Special to The Seattle Times
Festival Review |
Audiences obliged the second Bellevue Jazz Festival, showing up in respectable and consistent numbers over Memorial Day weekend in venues large and small — making an encouraging case for the state of jazz patronage on the Eastside and in Greater Seattle.
Designed to be a big, high impact, civic ritual befitting a burgeoning metropolis, the three-day Bellevue Jazz Festival met its intentions on an important front, delivering an impressive density of jazz performances and the crowds expected of a large-scale event.
Friday's headliner Dianne Reeves, a widely celebrated singer with the celebrity heft and the hardware (four Grammy Awards) to carry a big-money jazz festival, performed with just two guitarists, Russell Malone on electric guitar, Romero Lubambo on acoustic, providing a new context to a voice that is as pure and pitch-perfect as they come.
Saturday night, the festival featured the Mingus Big Band, musician for musician one of the most spirited and technically gifted bands in the country. The event closed Sunday night with a nod to the local talent as the Seattle Repertory Jazz Orchestra, an all-star big band made up of Seattle's top musicians, performed Count Basie's Kansas City Suite to perfection.
Three sextets made up of the area's most talented high school musicians opened for the SRJO as part of the festival's jazz-education component. Other student combos played through the weekend at the Bellevue Arts Museum.
In general, the festival's top end (the national artists) and bottom end (students) were well showcased. It was the middle — the local professional musicians — who might have been underutilized; it is their fan base, after all, that serves as the backbone audience for all jazz in the region.
The festival is on a three-year mission to become a viable event. As an investment in the cultural life of Bellevue, it also has to deliver returns and cover a budget that climbs well into the five figures just to pay the artists. The concerts in the Meydenbauer Center consistently drew audiences in the range of 400 to 600 people; Seattle singer Greta Matassa's quartet filled the showroom of the Sherman Clay piano store; the late-night jam sessions at the Courtyard by Marriott hotel also drew healthy crowds who were treated to appearances by several members of the Mingus band as well as Lubambo and Malone.
If anything held back the festival, it was its physical surroundings. Downtown Bellevue, like many new cities, was built for cars and commerce, with wide streets and long blocks intimidating to pedestrians. New construction of high-rises frequently cut off sidewalks. Although a handful of venues were clustered conveniently along Bellevue Way, others (including Meydenbauer) were scattered over some 20 square blocks, too far for a comfortable walk. Essentially, the festival's interface did not measure up to the content.
Meydenbauer is not a pure performance hall, but a mixed-use facility. The theater, where most of the performances were held, is a comfortable if austere room. But the Center Hall, where Reeves and the Mingus band performed, was designed to house large conventions and banquets (like the alumni meeting of a college sorority in there on the jazz festival's final night).

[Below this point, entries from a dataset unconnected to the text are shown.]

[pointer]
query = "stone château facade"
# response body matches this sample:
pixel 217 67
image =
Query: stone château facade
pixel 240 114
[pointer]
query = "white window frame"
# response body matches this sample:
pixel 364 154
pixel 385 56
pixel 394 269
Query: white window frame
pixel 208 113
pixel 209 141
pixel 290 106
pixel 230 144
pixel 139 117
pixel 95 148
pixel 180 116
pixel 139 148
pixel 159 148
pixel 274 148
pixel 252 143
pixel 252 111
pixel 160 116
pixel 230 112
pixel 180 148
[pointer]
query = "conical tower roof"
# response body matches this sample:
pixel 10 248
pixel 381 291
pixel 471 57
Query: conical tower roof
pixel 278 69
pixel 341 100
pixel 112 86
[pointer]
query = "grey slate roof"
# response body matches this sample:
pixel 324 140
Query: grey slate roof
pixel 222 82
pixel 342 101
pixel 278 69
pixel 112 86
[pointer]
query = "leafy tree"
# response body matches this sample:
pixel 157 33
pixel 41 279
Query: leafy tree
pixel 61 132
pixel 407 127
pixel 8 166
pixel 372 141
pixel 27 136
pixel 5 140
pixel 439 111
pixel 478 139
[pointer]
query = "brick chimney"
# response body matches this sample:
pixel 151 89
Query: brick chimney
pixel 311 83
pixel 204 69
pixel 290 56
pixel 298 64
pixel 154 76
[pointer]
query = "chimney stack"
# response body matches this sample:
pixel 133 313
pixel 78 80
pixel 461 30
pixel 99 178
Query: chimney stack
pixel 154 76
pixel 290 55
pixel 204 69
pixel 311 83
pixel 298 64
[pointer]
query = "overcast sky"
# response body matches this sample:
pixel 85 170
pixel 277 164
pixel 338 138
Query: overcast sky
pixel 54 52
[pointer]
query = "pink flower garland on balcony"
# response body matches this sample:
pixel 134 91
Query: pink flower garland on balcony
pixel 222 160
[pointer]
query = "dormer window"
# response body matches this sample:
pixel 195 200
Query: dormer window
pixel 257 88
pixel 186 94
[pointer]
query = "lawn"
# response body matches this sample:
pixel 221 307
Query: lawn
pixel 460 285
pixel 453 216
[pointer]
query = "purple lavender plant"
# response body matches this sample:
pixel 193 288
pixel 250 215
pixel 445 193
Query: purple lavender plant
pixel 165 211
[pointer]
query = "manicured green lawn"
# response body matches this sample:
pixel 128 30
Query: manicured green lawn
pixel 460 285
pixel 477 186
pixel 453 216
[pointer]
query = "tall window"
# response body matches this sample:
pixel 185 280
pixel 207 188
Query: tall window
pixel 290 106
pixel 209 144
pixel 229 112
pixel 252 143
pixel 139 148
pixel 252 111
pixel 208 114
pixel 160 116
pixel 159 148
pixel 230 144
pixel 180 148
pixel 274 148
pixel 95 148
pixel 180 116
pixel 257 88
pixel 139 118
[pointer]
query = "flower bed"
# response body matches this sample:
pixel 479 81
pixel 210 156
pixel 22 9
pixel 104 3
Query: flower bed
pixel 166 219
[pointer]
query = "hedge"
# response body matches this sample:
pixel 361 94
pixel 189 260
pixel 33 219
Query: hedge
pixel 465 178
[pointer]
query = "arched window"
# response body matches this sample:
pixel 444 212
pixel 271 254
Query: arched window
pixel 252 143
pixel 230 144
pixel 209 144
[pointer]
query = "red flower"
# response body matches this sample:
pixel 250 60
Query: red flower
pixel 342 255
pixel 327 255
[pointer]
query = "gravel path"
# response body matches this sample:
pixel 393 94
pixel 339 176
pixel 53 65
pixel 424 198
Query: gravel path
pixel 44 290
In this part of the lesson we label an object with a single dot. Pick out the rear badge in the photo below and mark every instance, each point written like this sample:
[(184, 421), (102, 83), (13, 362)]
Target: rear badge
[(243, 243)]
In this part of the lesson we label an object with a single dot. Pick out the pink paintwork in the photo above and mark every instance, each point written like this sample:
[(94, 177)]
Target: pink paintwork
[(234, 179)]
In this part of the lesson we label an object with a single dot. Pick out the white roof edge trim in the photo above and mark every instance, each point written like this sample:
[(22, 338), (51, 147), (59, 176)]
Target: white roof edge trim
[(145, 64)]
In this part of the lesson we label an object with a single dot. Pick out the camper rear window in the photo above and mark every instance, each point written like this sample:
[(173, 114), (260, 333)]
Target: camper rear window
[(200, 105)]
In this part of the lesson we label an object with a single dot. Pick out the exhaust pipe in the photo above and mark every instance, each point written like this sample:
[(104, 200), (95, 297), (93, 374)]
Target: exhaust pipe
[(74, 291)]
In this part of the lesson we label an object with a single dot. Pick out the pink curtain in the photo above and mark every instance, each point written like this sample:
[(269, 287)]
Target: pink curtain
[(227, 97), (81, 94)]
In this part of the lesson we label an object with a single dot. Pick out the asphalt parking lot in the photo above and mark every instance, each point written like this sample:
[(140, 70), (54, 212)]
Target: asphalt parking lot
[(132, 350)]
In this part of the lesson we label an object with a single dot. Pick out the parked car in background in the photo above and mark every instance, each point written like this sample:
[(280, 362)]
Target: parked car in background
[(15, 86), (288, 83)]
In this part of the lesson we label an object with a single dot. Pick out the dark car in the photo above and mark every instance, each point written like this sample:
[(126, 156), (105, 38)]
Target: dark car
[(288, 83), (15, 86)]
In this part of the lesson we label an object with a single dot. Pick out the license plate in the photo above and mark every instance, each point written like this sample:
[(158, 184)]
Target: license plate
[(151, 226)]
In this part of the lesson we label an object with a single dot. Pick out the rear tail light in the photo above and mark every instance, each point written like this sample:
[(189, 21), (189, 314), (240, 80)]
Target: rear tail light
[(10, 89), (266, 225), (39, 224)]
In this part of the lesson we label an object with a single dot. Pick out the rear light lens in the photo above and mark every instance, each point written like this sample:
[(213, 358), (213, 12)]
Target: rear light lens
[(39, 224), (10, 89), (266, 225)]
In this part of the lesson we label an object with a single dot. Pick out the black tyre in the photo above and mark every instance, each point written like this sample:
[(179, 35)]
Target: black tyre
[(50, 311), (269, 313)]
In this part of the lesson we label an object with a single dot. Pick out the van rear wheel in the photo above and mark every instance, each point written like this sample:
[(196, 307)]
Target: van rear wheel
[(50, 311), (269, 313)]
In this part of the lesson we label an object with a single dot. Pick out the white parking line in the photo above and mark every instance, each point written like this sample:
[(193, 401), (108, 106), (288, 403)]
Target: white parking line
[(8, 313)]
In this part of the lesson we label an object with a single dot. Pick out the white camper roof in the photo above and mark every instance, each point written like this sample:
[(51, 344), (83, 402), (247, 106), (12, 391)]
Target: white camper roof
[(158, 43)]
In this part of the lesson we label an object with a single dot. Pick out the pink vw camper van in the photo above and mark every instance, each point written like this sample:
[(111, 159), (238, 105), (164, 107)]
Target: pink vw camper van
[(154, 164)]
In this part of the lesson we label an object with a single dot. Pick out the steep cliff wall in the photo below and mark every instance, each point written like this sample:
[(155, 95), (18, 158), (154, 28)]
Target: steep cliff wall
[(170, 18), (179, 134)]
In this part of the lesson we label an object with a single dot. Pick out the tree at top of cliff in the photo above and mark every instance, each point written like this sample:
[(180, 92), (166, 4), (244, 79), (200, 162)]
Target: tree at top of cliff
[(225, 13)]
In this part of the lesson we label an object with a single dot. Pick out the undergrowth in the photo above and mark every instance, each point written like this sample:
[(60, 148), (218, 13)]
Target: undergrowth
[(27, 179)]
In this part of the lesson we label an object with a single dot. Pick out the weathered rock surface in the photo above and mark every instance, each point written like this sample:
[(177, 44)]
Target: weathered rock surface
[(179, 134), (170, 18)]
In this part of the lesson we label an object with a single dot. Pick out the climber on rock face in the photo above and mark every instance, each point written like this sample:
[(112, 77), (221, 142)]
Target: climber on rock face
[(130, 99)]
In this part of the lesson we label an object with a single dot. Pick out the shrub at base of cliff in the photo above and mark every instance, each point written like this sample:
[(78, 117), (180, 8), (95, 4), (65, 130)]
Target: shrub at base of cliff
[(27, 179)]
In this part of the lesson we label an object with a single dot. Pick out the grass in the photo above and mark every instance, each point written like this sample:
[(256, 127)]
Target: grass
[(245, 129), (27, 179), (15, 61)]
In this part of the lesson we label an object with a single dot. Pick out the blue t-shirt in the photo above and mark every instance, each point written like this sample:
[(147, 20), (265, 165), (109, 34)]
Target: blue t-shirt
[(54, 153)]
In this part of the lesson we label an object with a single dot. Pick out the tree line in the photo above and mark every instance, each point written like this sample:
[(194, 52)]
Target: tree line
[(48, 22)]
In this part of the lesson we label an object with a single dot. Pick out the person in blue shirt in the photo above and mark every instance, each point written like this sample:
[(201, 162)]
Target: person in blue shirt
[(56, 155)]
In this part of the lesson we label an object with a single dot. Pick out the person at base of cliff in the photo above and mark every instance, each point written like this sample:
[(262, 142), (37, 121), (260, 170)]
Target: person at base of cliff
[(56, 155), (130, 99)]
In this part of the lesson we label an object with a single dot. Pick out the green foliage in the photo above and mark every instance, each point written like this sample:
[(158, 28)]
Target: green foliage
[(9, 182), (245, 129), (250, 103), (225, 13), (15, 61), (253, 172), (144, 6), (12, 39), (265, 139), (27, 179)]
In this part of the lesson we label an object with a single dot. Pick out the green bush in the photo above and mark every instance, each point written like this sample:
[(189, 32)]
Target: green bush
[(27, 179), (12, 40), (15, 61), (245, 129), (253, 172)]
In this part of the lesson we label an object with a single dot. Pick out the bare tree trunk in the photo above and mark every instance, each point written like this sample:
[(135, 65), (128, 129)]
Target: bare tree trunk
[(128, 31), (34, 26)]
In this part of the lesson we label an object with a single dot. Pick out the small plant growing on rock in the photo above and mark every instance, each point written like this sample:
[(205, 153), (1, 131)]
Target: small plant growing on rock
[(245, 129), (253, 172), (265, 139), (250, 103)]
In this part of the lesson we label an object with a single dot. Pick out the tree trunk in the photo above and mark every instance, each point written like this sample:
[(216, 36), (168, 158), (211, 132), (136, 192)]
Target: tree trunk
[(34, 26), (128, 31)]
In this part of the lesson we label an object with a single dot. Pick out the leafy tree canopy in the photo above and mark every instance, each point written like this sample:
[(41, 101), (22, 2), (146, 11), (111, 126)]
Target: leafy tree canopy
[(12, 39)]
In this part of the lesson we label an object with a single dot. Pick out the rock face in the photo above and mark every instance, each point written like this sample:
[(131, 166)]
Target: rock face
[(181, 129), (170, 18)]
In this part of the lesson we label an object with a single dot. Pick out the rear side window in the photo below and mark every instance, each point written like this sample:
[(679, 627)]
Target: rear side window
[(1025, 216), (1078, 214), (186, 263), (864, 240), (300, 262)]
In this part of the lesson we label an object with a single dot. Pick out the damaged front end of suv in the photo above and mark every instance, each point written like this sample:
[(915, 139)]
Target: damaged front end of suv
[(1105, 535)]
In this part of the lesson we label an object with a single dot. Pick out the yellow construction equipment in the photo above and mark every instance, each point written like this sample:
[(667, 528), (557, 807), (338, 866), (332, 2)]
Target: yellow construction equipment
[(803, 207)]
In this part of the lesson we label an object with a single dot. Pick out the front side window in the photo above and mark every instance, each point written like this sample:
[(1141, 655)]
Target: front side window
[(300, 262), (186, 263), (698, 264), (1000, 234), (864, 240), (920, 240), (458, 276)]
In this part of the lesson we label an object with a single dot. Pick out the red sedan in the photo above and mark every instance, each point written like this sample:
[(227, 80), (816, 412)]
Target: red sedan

The open jam sessions were similarly held in a hotel meeting room set up with tables and chairs. Musicians reported it an improvement from last year, when the sessions were held in a noisy bar.
The smaller venues were a mix of bars and restaurants, some more intimate than others. Singer Trish Hatley's shows at El Gaucho got a bit lost in the cacophony of the vast dining room. Trumpeter Thomas Marriott performed Saturday with his trio in a bar off the lobby of the Westin, a beautiful room of suitable scale with large doors that opened to a pedestrian walkway. But he had to contend with the noise coming from the lobby and the walkway used by shoppers at Bellevue Square.
Other musicians had to settle for more prosaic spaces: Pianist Bill Anschell had to bring his own electric keyboard to play the bar at the Sheraton Hotel; guitarist Dave Peterson's trio performed in the loft at the Rock Bottom Brewery & Restaurant next to the pool table and projection TV. In each case the music overcame the setting.